Here are the observed conditions:
"ifconfig" shows correct address, broadcast, mask.
"netstat -rn" shows correct routes.
"netstat -in" does show a high number of collisions.
Nothing funky in /etc/hosts.
Ping a local machine or the router, ping hangs.
Delete the default route and ping works.
On the face of it, this is wrong. Local LAN packets have nothing to do with the default route; it shouldn't matter whether it has a route or not - local packets don't need to go through the router..
I should have realized what this was instantly, because there is something that local packets could need the router for.. I'll give you a second to think about it..
Ok.. that's long enough. The reason I didn't hit on this instantly is because I had talked to the admin there and reminded him that he needed to change /etc/resolv.conf as part of this work. Unfortunately, he forgot it - well, he remembered that he *needed* to do it, but never actually did it. So resolv.conf still pointed at a 192.168.2 address for a nameserver.
Why does that matter? Because of reverse lookups. Every packet coming in needs to be resolved to a name if possible. The resolver looks at /etc/resolv.conf to find out how to do that, and of course it found that 192.168.2.x address. Without a default route, there would be nothing it could do with that: it can't ask the name server to resolve any ip's because it has no way to get there. Therefor it instantly gives up, and the ping works.
But with a handy default route, it's going to try to reach the name server.

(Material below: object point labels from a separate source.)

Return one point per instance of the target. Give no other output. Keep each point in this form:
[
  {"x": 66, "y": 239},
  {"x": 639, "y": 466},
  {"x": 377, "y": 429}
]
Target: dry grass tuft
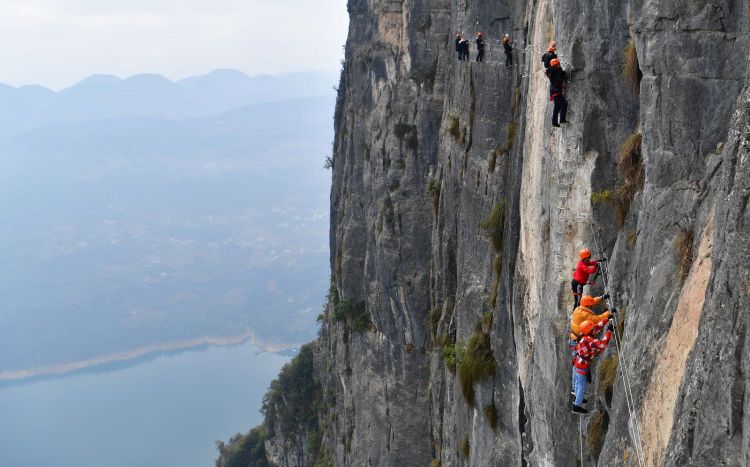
[
  {"x": 631, "y": 72},
  {"x": 604, "y": 196},
  {"x": 490, "y": 413},
  {"x": 433, "y": 189},
  {"x": 632, "y": 238},
  {"x": 683, "y": 251},
  {"x": 494, "y": 226},
  {"x": 608, "y": 375},
  {"x": 477, "y": 363},
  {"x": 454, "y": 128},
  {"x": 597, "y": 430},
  {"x": 630, "y": 165},
  {"x": 465, "y": 448}
]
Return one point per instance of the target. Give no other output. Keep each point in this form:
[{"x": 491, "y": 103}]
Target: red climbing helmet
[{"x": 586, "y": 327}]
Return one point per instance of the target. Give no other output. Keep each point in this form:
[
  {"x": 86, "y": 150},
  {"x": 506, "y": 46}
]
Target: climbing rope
[
  {"x": 624, "y": 371},
  {"x": 580, "y": 436}
]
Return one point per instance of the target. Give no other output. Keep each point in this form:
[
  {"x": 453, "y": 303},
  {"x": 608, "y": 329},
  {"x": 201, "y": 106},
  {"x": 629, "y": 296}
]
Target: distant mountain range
[
  {"x": 151, "y": 95},
  {"x": 142, "y": 211}
]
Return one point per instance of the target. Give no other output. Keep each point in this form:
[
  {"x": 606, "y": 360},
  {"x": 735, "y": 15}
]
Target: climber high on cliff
[
  {"x": 586, "y": 349},
  {"x": 549, "y": 54},
  {"x": 464, "y": 44},
  {"x": 508, "y": 51},
  {"x": 585, "y": 267},
  {"x": 557, "y": 78},
  {"x": 480, "y": 46},
  {"x": 459, "y": 47}
]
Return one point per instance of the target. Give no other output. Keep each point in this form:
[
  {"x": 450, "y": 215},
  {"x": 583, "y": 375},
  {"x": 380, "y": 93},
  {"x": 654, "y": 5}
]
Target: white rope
[
  {"x": 624, "y": 371},
  {"x": 580, "y": 436}
]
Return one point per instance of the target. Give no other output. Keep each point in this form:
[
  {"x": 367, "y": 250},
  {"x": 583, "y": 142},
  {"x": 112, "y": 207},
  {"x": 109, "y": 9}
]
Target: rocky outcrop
[{"x": 457, "y": 212}]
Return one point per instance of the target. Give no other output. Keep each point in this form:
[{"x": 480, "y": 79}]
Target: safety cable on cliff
[
  {"x": 580, "y": 437},
  {"x": 634, "y": 428}
]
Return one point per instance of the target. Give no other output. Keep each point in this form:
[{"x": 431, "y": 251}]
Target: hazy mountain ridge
[
  {"x": 150, "y": 95},
  {"x": 125, "y": 232}
]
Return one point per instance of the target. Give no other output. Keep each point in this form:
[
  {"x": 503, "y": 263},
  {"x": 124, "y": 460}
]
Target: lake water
[{"x": 163, "y": 412}]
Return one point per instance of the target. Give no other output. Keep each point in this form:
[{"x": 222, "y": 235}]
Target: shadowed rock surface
[{"x": 458, "y": 211}]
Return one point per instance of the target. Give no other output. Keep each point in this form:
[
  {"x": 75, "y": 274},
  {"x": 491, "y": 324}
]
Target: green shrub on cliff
[
  {"x": 477, "y": 363},
  {"x": 244, "y": 450},
  {"x": 354, "y": 314},
  {"x": 294, "y": 398}
]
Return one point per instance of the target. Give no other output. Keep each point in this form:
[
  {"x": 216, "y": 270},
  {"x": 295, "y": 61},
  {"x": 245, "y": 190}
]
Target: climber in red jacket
[
  {"x": 586, "y": 349},
  {"x": 585, "y": 267}
]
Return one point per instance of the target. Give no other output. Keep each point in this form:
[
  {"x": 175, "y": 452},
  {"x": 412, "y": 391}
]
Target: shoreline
[{"x": 63, "y": 368}]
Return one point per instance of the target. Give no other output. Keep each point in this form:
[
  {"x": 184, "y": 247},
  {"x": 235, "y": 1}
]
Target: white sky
[{"x": 58, "y": 42}]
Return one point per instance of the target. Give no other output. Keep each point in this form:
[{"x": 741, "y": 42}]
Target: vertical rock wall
[{"x": 428, "y": 148}]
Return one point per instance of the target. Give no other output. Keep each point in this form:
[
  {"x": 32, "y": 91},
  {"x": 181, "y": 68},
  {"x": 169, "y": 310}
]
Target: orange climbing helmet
[
  {"x": 587, "y": 301},
  {"x": 586, "y": 327}
]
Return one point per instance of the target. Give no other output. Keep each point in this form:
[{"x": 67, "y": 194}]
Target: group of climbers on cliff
[
  {"x": 585, "y": 325},
  {"x": 552, "y": 68},
  {"x": 462, "y": 48}
]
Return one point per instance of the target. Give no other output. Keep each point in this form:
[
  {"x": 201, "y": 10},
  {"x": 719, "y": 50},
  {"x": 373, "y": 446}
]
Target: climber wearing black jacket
[
  {"x": 549, "y": 55},
  {"x": 459, "y": 47},
  {"x": 480, "y": 47},
  {"x": 557, "y": 77},
  {"x": 508, "y": 51}
]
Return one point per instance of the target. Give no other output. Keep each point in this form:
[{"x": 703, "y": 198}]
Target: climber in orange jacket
[
  {"x": 585, "y": 267},
  {"x": 584, "y": 313},
  {"x": 587, "y": 348}
]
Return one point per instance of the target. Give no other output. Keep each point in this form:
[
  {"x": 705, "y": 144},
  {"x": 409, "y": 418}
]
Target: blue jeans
[{"x": 579, "y": 386}]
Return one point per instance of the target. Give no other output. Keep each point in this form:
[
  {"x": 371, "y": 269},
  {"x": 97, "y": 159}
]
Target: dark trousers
[
  {"x": 577, "y": 292},
  {"x": 561, "y": 109}
]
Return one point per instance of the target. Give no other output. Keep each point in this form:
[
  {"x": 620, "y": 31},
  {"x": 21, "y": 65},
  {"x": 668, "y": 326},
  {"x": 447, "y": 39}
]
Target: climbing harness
[{"x": 633, "y": 426}]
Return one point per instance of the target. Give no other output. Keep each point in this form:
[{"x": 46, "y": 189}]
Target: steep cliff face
[{"x": 457, "y": 215}]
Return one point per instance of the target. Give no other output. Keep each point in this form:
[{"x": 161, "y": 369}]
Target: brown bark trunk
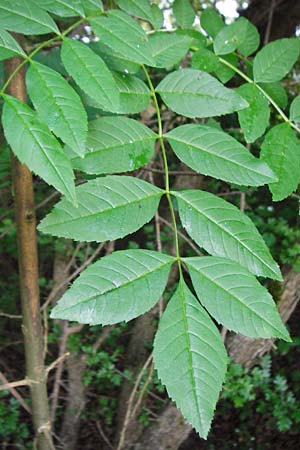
[{"x": 28, "y": 272}]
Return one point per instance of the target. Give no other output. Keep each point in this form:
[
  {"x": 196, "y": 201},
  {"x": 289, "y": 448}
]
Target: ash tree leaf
[
  {"x": 275, "y": 60},
  {"x": 254, "y": 119},
  {"x": 92, "y": 7},
  {"x": 157, "y": 16},
  {"x": 235, "y": 298},
  {"x": 251, "y": 41},
  {"x": 295, "y": 109},
  {"x": 215, "y": 153},
  {"x": 118, "y": 287},
  {"x": 108, "y": 208},
  {"x": 35, "y": 146},
  {"x": 193, "y": 93},
  {"x": 25, "y": 17},
  {"x": 168, "y": 49},
  {"x": 281, "y": 150},
  {"x": 211, "y": 22},
  {"x": 184, "y": 13},
  {"x": 116, "y": 144},
  {"x": 90, "y": 73},
  {"x": 63, "y": 8},
  {"x": 205, "y": 60},
  {"x": 190, "y": 358},
  {"x": 223, "y": 230},
  {"x": 137, "y": 8},
  {"x": 230, "y": 37},
  {"x": 8, "y": 46},
  {"x": 124, "y": 36},
  {"x": 58, "y": 105}
]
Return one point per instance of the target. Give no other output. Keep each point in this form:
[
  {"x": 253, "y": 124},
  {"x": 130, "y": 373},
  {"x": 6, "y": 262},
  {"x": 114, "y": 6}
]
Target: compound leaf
[
  {"x": 235, "y": 298},
  {"x": 215, "y": 153},
  {"x": 35, "y": 146},
  {"x": 108, "y": 208},
  {"x": 193, "y": 93},
  {"x": 275, "y": 60},
  {"x": 281, "y": 150},
  {"x": 58, "y": 105},
  {"x": 116, "y": 144},
  {"x": 118, "y": 287},
  {"x": 254, "y": 119},
  {"x": 223, "y": 230},
  {"x": 190, "y": 358}
]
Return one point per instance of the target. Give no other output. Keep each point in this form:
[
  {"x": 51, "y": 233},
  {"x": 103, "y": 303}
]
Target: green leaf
[
  {"x": 295, "y": 109},
  {"x": 193, "y": 93},
  {"x": 92, "y": 7},
  {"x": 190, "y": 358},
  {"x": 205, "y": 60},
  {"x": 275, "y": 60},
  {"x": 211, "y": 22},
  {"x": 8, "y": 46},
  {"x": 34, "y": 145},
  {"x": 235, "y": 298},
  {"x": 230, "y": 37},
  {"x": 157, "y": 16},
  {"x": 25, "y": 17},
  {"x": 108, "y": 208},
  {"x": 225, "y": 73},
  {"x": 281, "y": 150},
  {"x": 168, "y": 49},
  {"x": 137, "y": 8},
  {"x": 118, "y": 287},
  {"x": 58, "y": 105},
  {"x": 212, "y": 152},
  {"x": 276, "y": 92},
  {"x": 63, "y": 8},
  {"x": 251, "y": 41},
  {"x": 184, "y": 13},
  {"x": 124, "y": 36},
  {"x": 223, "y": 230},
  {"x": 116, "y": 144},
  {"x": 90, "y": 73},
  {"x": 254, "y": 119}
]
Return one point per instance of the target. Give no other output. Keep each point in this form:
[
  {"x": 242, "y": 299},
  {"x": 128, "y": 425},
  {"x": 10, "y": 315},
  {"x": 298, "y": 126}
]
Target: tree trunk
[{"x": 28, "y": 272}]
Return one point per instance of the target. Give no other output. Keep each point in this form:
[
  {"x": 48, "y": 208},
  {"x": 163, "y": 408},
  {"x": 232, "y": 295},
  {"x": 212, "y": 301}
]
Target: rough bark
[{"x": 28, "y": 274}]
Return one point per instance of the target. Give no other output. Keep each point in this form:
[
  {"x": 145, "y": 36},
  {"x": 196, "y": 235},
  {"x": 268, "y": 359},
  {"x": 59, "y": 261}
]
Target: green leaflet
[
  {"x": 92, "y": 7},
  {"x": 205, "y": 60},
  {"x": 230, "y": 37},
  {"x": 108, "y": 208},
  {"x": 58, "y": 105},
  {"x": 281, "y": 150},
  {"x": 118, "y": 287},
  {"x": 8, "y": 46},
  {"x": 295, "y": 109},
  {"x": 223, "y": 230},
  {"x": 235, "y": 298},
  {"x": 90, "y": 73},
  {"x": 124, "y": 36},
  {"x": 211, "y": 22},
  {"x": 168, "y": 49},
  {"x": 193, "y": 93},
  {"x": 254, "y": 119},
  {"x": 137, "y": 8},
  {"x": 190, "y": 358},
  {"x": 25, "y": 17},
  {"x": 63, "y": 8},
  {"x": 34, "y": 145},
  {"x": 184, "y": 13},
  {"x": 275, "y": 60},
  {"x": 116, "y": 144},
  {"x": 212, "y": 152}
]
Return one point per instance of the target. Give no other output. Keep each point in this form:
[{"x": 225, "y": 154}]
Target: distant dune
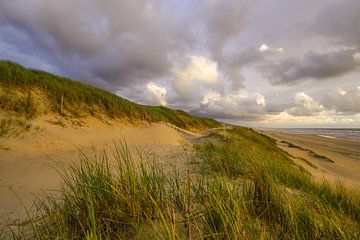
[{"x": 345, "y": 155}]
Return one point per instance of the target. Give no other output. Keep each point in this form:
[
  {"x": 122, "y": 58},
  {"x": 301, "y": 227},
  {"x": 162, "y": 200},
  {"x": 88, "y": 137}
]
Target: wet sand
[{"x": 345, "y": 155}]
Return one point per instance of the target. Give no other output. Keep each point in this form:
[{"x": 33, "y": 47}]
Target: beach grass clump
[
  {"x": 71, "y": 98},
  {"x": 11, "y": 126},
  {"x": 263, "y": 195}
]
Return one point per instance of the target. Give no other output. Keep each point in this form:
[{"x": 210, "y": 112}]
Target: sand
[
  {"x": 28, "y": 164},
  {"x": 344, "y": 153}
]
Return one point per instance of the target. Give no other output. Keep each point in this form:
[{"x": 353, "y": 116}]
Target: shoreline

That might have been OK if the router knew nothing about any 192.168.2.x addresses and had said so instantly, but apparently it tried to route that.. I'm not sure where, though they do have hardware VPN's also, so that may be where it sent the packets. Whatever actually happened, the resolver requests would never be answered, so everything had to wait for a timeout.. I don't know how long that is configured for on that router, but whatever it is, it was plenty long enough to hang ping.
Putting the correct DNS server into resolv.conf solved this instantly (there's no need to reboot - the resolver notices changes to resolv.conf immediately).
I don't know where the collisions came from.. but I wasn't asked to do anything more, so I left that to the normal admin. The system worked at this point and the collisions were not increasing.